On the median at the end of Beach Road, Fitzpatrick has trucked in 24,000 pounds of special fine-grained sand from a New Hampshire quarry. Through the end of the day Sunday, he will be working to turn it into a sculpture of a schooner with billowing sails on one side, and a carousel with detailed horses on the other side.

Don't hate him, but Sean's managed to make since 2005 a full-time business out of playing with sand and snow, Fitzy's Snowman Sand Sculptors in Saugus, Mass. He gets corporate sponsors to pay for his installations, like NECN owner Comcast Corp., which is sponsoring the Salisbury Beach sculpture.

Here at Salisbury beach, it's part of the kickoff of a summer that local businesswoman Donna Abdulla, owner of Joe's Playland arcade, says felt like it got rained out endlessly. Asked how long it's been raining, she said, "I'd say a month. Twenty, twenty-five days. It's fantastic, absolutely fantastic, to see the sun again.''

Abdulla's father-in-law and his brother started Joe's 80 years ago. To boost the rain-delayed, economy-challenged summer season, Salisbury businesses are paying for beach concerts and fireworks every Saturday night of the summer. "I think

all of us know we're very weather-dependent, and we're just hoping to move on and get some pleasant people and good times,'' said Abdulla, who serves on the local chamber of commerce.

While he's creating the schooner/carousel sculpture, one of Sean Fitzpatrick's assistants is also teaching children some advanced techniques for beach sand sculptures.

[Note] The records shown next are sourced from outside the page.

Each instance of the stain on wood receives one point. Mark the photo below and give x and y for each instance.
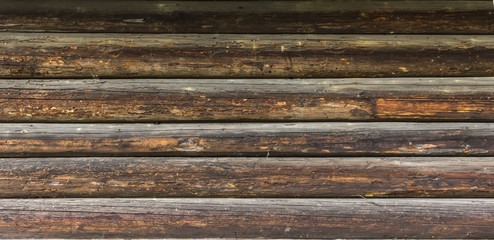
(43, 55)
(248, 139)
(170, 100)
(382, 17)
(247, 177)
(247, 218)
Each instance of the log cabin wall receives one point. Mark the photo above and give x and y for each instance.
(246, 119)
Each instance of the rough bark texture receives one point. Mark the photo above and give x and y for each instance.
(249, 218)
(169, 100)
(241, 56)
(248, 139)
(430, 17)
(247, 177)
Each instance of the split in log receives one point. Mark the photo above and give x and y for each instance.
(248, 139)
(173, 100)
(246, 177)
(37, 55)
(247, 218)
(337, 16)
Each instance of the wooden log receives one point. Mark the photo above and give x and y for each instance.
(246, 177)
(242, 56)
(169, 100)
(248, 139)
(357, 16)
(249, 218)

The sand he's using is a special fine-grained sand, not regular beach sand, but some of the tools they show that help make beach sculptures extra-special are:

  • using a sharp object like an artist's palette knife (typically an under-$1 item at an art shop) to shape sand.
  • cutting away from the base of sculptures so they look like separate objects sitting on top of the beach, not growing out of the sand.
  • paying close attention to etching to create shadows to give detail to monotone sand tones.
  • using a section of PVC pipe instead of a bucket to make castles; because it's open on both sides it doesn't have a vacuum that makes it harder to pull off the form shaping the sand.
  • and what Fitzpatrick calls "a self-propelled silicon-particle-dispersing device." That is: a straw. Using a straw to blow off stray bits of sand from your sculpture makes it look all the sharper.